Tours

La génération Hamon s’organise en Touraine

Un mouvement se crée autour de l’ancien candidat socialiste à la présidentielle.

La Tourangelle Emilie Delcher est persuadée que les idées portées par Benoit Hamon parlent à plus de 6% des Français. 6%, c’était le score du candidat socialiste à la dernière présidentielle en 2017, élection pour laquelle elle était référente en Touraine. Depuis, l’ancien ministre de François Hollande a quitté le PS et lancé son propre mouvement, Génération.s. Emilie Delcher en est logiquement la coordinatrice « provisoire » pour notre département : « Génération.s c’est un mouvement de gauche, féministe, écologiste et progressiste » explique-t-elle.

En Indre-et-Loire, ils sont environ 200 à se retrouver derrière cette définition et entre 75 et 80 à participer régulièrement aux réunions des différents comités à Tours et dans son université, à Joué-lès-Tours ou Chinon, bientôt à Fondettes ou dans le Val de l’Indre. Dans le groupe, une quarantaine de membres sont passés par le PS, d’autres ont milité chez les Verts ou dans des associations comme la FCPE. Dans la liste, on trouve Jacky Paris, un militant historique qui a claqué la porte du PS il y a quelques semaines seulement, mais aussi Marie-Line Moroy (élue d’opposition « non encartée » à Joué-lès-Tours), l’ancienne conseillère régionale Denise Ferrisse (présidente d’Eau Touraine) ou Yves Godard.

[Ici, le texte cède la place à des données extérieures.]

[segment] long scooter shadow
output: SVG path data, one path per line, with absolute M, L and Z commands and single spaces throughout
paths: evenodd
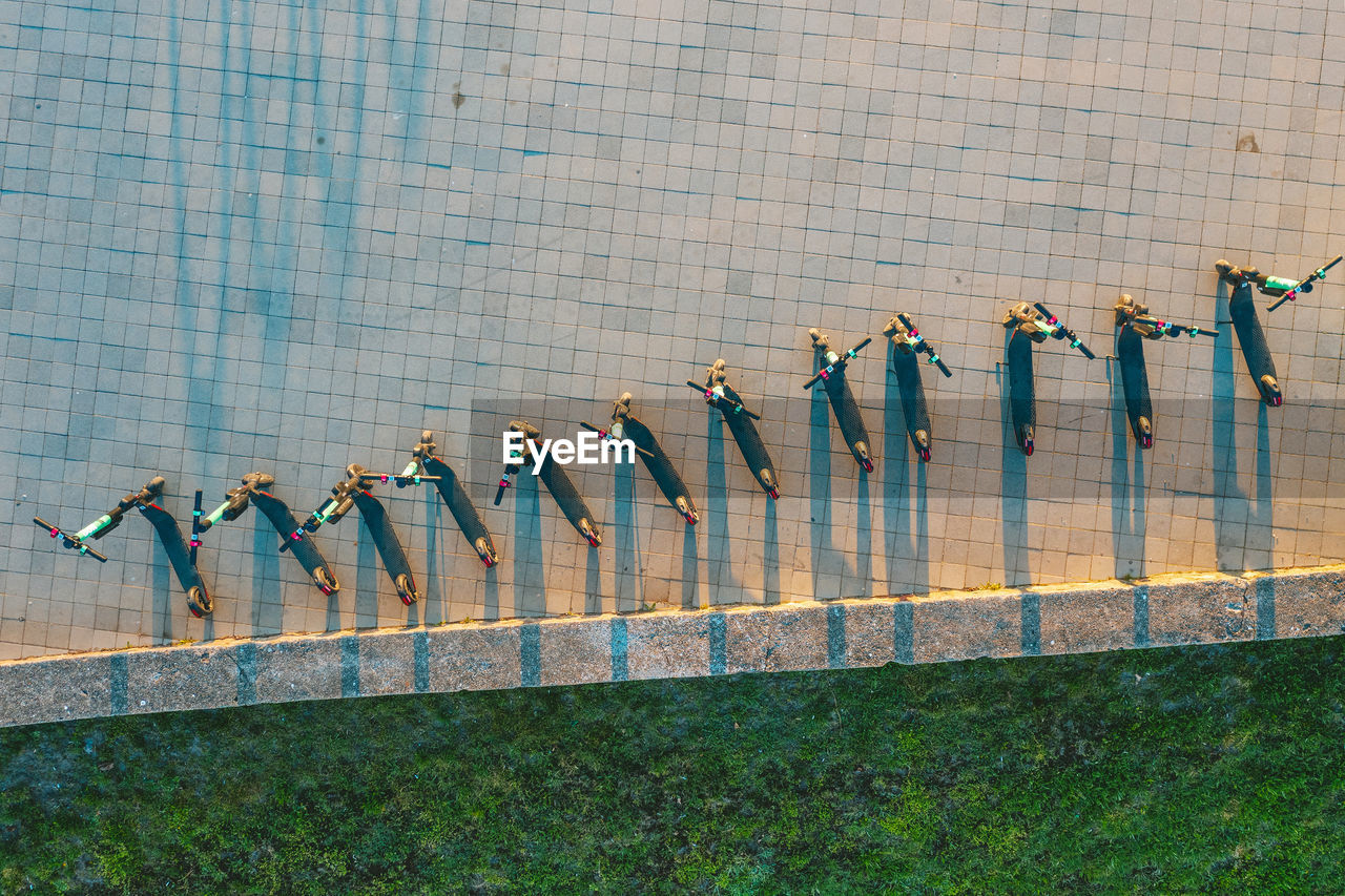
M 768 605 L 780 603 L 780 523 L 776 502 L 765 502 L 765 545 L 761 549 L 761 591 Z
M 901 406 L 901 386 L 892 373 L 892 342 L 888 342 L 888 367 L 882 394 L 882 523 L 886 529 L 885 557 L 888 564 L 888 593 L 919 592 L 920 583 L 928 581 L 928 544 L 920 541 L 916 529 L 923 519 L 909 496 L 911 449 L 907 440 L 907 414 Z M 921 478 L 924 468 L 920 468 Z M 923 496 L 923 479 L 920 495 Z
M 603 566 L 597 550 L 585 552 L 584 569 L 584 612 L 603 612 Z
M 351 514 L 351 517 L 354 515 Z M 350 522 L 356 523 L 355 538 L 359 539 L 355 554 L 355 628 L 377 628 L 378 584 L 386 578 L 381 569 L 383 558 L 374 549 L 374 537 L 363 529 L 363 521 L 351 519 Z
M 635 464 L 613 464 L 613 500 L 612 522 L 615 538 L 612 539 L 616 560 L 616 612 L 625 613 L 640 608 L 640 556 L 639 539 L 635 530 Z M 593 554 L 594 552 L 589 552 Z M 589 564 L 594 560 L 590 557 Z M 594 599 L 599 589 L 597 583 L 590 583 L 589 600 Z M 597 595 L 599 609 L 589 612 L 603 612 L 601 595 Z
M 1005 336 L 1007 357 L 1013 330 Z M 1029 346 L 1030 350 L 1030 346 Z M 1009 369 L 995 367 L 999 381 L 999 420 L 1003 439 L 999 465 L 999 521 L 1003 539 L 1003 569 L 1007 587 L 1024 585 L 1032 580 L 1028 561 L 1028 456 L 1018 448 L 1013 426 L 1013 398 L 1009 390 Z
M 724 465 L 724 429 L 728 424 L 722 422 L 718 410 L 706 414 L 706 421 L 705 527 L 709 549 L 705 560 L 710 603 L 718 603 L 729 596 L 730 588 L 736 591 L 738 585 L 733 580 L 729 549 L 729 483 L 728 470 Z
M 429 494 L 432 498 L 425 502 L 425 585 L 421 595 L 421 604 L 424 604 L 421 612 L 425 615 L 426 626 L 437 626 L 448 618 L 444 607 L 444 587 L 438 580 L 438 521 L 443 514 L 443 502 L 433 488 Z
M 172 632 L 172 596 L 176 591 L 174 585 L 178 583 L 178 577 L 168 560 L 168 550 L 159 538 L 153 539 L 152 556 L 155 566 L 152 573 L 153 619 L 151 619 L 153 628 L 151 631 L 153 631 L 156 644 L 171 644 L 178 640 Z
M 1115 576 L 1145 574 L 1145 452 L 1130 432 L 1120 362 L 1107 359 L 1111 381 L 1111 553 Z M 1154 422 L 1157 432 L 1158 422 Z M 1126 452 L 1132 451 L 1131 468 Z
M 701 517 L 705 519 L 705 517 Z M 682 533 L 682 609 L 701 605 L 701 550 L 695 541 L 695 526 Z
M 1215 320 L 1231 320 L 1228 285 L 1220 280 L 1215 292 Z M 1215 475 L 1215 561 L 1221 570 L 1243 572 L 1247 565 L 1247 514 L 1250 500 L 1237 484 L 1237 378 L 1233 359 L 1233 327 L 1220 323 L 1215 338 L 1210 378 L 1210 470 Z M 1262 433 L 1266 408 L 1262 405 Z
M 1271 475 L 1270 420 L 1267 405 L 1258 401 L 1256 414 L 1256 503 L 1247 514 L 1247 569 L 1275 568 L 1275 499 Z M 1283 410 L 1283 406 L 1280 408 Z M 1290 414 L 1295 410 L 1290 406 Z
M 831 546 L 831 409 L 824 389 L 811 393 L 808 405 L 808 534 L 812 548 L 812 599 L 841 596 L 841 570 Z
M 281 597 L 285 593 L 285 583 L 280 577 L 280 553 L 276 550 L 276 530 L 272 529 L 261 511 L 257 511 L 257 527 L 253 530 L 253 605 L 252 605 L 252 636 L 278 635 L 284 607 Z M 276 593 L 268 599 L 266 584 L 270 583 Z M 328 630 L 332 628 L 331 611 L 327 613 Z M 339 613 L 338 613 L 338 628 Z
M 858 596 L 873 596 L 873 502 L 869 499 L 869 476 L 859 476 L 859 492 L 857 496 L 858 518 L 855 519 L 855 577 L 858 578 Z
M 531 482 L 523 482 L 525 476 Z M 542 483 L 523 470 L 515 474 L 514 486 L 514 615 L 546 613 L 546 556 L 542 545 Z M 569 526 L 568 522 L 562 522 Z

Leur objectif à toutes et tous : remettre au cœur du débat les propositions portées par le candidat Hamon au printemps 2017 « comme le rapport au travail, le revenu universel, la taxe robots, les droits des animaux, la recherche de solutions alternatives à l’Europe ultralibérale et à l’austérité. » « Notre ambition c’est l’unité de la gauche » poursuit Emilie Delcher qui compte s’investir au niveau local dans des mouvements existants comme Convergences pour la défense du service public ou les mobilisations en lien avec le CHU de Tours voire le projet de cuisine centrale métropolitaine.

Marie-Line Moroy

Qu’ils soient passés par le PS ou non, tous voient aujourd’hui l’ancien parti de Benoit Hamon comme moribond, « fatigué » voire « terminé ». Avec Génération.s ils espèrent trouver « des solutions nouvelles aux problèmes d’aujourd’hui, voter Pour plutôt que de voter utile sans convictions. » Génération.s compte par ailleurs se différencier de la France Insoumise de Jean-Luc Mélenchon, sans pour autant « occulter son importance politique ». Ses membres tourangeaux n’excluent pas des convergences au niveau local mais au niveau national ce sera bien plus compliqué, en raison de divergences sur l’Europe.

Concernant les scrutins, « nous n’avons pas vocation à faire des listes locales » notent les militants de Génération.s qui préparent cependant les élections européennes de 2019. Un programme commun est à l’étude avec le mouvement du Grec Yanis Varoufakis. Bien avant cela, le premier événement tourangeau du mouvement aura lieu dès ce mardi 30 janvier avec la venue de Benoit Hamon pour une réunion publique et gratuite sur la jeunesse à l’amphi 2 de la Fac des Tanneurs, et à partir de 18h.